I find myself strongly influenced by and reacting to urban spaces especially those spaces of transition like construction sites, industrial areas and temporary dwellings. My Work In Progress series is my homage to blue tarpaulin, which is an ubiquitous object, in the urban slums of my native India as well as in the gentrified skyscrapers of the place where I live – Singapore. Singapore and Mumbai are the two megacities that I have called home for the last twenty-five years. Both these metropolises evidence swathes of blue tarpaulin at once, seen and unseen, recalling massive construction and development but also the labour, who create the transformation but are neglected by the progress.
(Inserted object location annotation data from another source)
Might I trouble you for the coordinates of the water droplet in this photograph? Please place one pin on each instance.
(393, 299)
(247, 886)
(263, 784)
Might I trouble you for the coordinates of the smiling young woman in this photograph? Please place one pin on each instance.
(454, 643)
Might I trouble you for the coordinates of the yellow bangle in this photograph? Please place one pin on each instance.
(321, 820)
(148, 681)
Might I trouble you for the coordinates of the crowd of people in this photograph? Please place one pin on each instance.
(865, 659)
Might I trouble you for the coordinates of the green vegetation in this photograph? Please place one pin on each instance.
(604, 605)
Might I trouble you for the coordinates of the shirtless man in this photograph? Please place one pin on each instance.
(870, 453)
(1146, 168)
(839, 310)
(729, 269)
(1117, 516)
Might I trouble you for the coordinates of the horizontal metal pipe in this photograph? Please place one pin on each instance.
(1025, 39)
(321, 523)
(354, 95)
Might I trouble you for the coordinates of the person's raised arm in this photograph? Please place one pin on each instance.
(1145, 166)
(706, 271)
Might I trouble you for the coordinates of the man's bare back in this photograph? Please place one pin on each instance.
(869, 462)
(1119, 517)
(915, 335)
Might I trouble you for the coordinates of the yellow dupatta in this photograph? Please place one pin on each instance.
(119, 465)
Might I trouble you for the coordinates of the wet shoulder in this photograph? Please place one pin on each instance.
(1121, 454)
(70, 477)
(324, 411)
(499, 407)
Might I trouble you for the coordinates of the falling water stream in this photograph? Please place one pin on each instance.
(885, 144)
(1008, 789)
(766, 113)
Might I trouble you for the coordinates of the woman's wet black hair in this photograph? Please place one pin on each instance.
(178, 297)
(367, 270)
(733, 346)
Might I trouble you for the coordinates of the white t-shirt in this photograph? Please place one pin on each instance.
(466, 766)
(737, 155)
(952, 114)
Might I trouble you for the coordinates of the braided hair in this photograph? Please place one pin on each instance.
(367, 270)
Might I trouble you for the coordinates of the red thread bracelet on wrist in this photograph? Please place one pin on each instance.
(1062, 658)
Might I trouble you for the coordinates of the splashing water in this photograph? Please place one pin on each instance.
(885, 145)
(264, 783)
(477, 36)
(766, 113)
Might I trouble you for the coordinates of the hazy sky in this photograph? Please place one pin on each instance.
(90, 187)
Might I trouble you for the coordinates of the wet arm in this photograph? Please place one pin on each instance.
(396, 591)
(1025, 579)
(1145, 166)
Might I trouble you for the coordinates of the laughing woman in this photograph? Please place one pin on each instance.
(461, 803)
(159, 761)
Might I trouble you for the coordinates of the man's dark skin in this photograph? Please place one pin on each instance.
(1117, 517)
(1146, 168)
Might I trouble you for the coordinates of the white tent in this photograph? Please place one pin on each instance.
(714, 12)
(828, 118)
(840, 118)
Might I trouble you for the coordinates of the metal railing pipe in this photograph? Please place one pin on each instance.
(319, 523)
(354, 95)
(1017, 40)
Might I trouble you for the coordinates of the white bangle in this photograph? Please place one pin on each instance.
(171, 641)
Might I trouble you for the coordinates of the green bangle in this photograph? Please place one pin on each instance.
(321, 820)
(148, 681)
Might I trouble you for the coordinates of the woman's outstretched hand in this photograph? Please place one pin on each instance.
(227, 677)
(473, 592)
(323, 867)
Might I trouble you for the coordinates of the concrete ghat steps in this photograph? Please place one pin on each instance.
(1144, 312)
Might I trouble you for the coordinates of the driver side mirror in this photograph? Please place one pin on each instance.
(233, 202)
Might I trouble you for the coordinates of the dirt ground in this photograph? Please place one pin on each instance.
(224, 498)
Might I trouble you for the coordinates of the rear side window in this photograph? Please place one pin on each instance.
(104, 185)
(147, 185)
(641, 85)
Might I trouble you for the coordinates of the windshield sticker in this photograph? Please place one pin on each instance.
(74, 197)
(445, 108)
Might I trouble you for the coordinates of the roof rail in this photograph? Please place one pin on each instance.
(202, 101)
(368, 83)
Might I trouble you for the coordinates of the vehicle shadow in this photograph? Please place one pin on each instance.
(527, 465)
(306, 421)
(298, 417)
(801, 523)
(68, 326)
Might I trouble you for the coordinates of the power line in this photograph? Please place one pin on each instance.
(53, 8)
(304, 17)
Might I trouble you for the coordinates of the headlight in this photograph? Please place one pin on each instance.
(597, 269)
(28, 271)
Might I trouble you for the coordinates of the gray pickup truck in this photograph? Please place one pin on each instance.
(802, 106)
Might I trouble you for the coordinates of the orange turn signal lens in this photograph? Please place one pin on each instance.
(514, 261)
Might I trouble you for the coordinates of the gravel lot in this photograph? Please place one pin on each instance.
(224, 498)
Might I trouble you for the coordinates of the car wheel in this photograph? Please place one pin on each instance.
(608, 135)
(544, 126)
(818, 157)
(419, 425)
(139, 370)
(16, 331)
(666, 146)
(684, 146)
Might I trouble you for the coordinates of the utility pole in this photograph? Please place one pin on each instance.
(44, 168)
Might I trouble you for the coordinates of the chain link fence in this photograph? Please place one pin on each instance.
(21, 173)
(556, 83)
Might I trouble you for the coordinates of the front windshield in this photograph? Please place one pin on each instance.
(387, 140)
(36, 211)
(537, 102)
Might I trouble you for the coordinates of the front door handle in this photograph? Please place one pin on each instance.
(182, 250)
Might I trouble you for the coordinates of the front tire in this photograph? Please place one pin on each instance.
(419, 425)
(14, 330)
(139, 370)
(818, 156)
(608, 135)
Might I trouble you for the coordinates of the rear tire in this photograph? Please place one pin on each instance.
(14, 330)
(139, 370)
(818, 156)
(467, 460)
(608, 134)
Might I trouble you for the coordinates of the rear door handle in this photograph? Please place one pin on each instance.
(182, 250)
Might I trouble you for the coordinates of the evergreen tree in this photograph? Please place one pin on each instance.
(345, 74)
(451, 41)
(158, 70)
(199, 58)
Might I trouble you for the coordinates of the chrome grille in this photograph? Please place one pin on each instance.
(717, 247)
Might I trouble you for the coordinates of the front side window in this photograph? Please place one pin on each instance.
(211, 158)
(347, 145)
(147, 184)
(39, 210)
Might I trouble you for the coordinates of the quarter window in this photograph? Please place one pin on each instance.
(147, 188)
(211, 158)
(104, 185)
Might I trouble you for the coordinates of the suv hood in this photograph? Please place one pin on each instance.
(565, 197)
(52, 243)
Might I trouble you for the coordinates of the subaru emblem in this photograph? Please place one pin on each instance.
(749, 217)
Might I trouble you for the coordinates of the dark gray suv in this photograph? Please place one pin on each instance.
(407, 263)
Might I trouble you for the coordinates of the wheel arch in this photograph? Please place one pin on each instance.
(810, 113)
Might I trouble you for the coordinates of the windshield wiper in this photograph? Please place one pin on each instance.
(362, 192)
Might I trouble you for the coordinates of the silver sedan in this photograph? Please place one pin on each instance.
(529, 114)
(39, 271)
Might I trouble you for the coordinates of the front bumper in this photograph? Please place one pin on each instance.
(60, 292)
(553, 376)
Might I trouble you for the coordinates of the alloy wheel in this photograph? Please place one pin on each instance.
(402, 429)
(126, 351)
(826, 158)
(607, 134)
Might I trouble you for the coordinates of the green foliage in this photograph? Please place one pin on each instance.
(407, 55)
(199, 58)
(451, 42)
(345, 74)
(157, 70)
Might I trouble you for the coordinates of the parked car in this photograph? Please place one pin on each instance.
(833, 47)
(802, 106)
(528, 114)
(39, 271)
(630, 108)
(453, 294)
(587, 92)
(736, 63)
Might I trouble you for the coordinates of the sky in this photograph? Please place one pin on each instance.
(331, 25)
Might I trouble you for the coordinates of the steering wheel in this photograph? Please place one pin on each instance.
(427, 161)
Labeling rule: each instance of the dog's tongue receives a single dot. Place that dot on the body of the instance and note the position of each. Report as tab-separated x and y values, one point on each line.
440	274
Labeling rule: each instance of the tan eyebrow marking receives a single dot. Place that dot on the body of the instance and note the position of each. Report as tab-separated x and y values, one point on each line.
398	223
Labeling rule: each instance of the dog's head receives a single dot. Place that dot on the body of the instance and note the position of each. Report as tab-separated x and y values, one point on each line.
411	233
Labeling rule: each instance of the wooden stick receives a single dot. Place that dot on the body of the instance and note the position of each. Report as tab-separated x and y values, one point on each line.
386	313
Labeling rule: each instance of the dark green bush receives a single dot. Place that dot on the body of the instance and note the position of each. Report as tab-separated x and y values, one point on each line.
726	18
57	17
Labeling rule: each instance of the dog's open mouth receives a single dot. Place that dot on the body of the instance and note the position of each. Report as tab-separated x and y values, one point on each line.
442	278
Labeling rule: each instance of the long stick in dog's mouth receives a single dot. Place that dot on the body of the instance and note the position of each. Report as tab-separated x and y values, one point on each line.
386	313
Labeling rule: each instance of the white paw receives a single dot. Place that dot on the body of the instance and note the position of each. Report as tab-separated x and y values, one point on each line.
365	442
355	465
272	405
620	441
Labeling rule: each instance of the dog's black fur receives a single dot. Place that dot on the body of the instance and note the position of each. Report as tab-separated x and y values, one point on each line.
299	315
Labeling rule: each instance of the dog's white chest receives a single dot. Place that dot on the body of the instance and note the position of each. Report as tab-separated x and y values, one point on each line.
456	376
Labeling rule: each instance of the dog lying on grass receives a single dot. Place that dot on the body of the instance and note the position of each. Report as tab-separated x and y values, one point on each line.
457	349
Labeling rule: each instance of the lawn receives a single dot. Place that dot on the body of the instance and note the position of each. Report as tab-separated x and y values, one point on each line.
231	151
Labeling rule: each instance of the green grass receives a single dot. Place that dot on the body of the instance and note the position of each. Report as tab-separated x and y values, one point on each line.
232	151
To my mind, this sea of blue tarpaulin connects the labourers in the two cities. In Singapore, it is used to shroud and shield new buildings and is used every day, while in Mumbai it is used by the labourers to create temporary homes for themselves. Construction workers in Singapore exist on the periphery of society and are required to go back to their home country after a prescribed period, those in Mumbai stay on, adding to the populace of slum dwellers. Blue tarpaulin is also increasingly associated with housing for refugees and displaced people across the globe. Its presence suggests temporariness, migration, concealment, transformation and lack.

Singapore, a city in flux, constantly updating itself to keep up with a growing population evidences blue tarpaulin skyline. I encounter tarpaulin everywhere in Singapore – MRT construction sites, multi-storey buildings under construction or awaiting demolition are completely covered by blue tarpaulin. It’s presence points towards thousands of migrant workers, who work relentlessly to keep this city modern, they are all but invisible in the social fabric of Singapore and who cannot even call it their home. They are akin to blue tarpaulin, such a common sight that everyone passes by without noticing.

For my series, Works-in-Progress, I created tarpaulin sheets using oil paint and fitted them with islets, so I could hang them. I layer oil paint, repetitively over a period of weeks on the surface of the tarpaulin and it is transformed into skins over time and then I actively detach the skins using fire or allow them to be cleaved by gravity. Delicate and transient skins of oil paint, created through these processes, are then assembled to create installations. The skins retain a memory of the tarpaulin they have been disconnected from and they embody a hidden presence. This memory combined with the deliberate transience of the medium recalls the transience of migrant labour and the yearning they must feel for their home and families whose memory they carry with them even as they try to eke out a better existence for them all.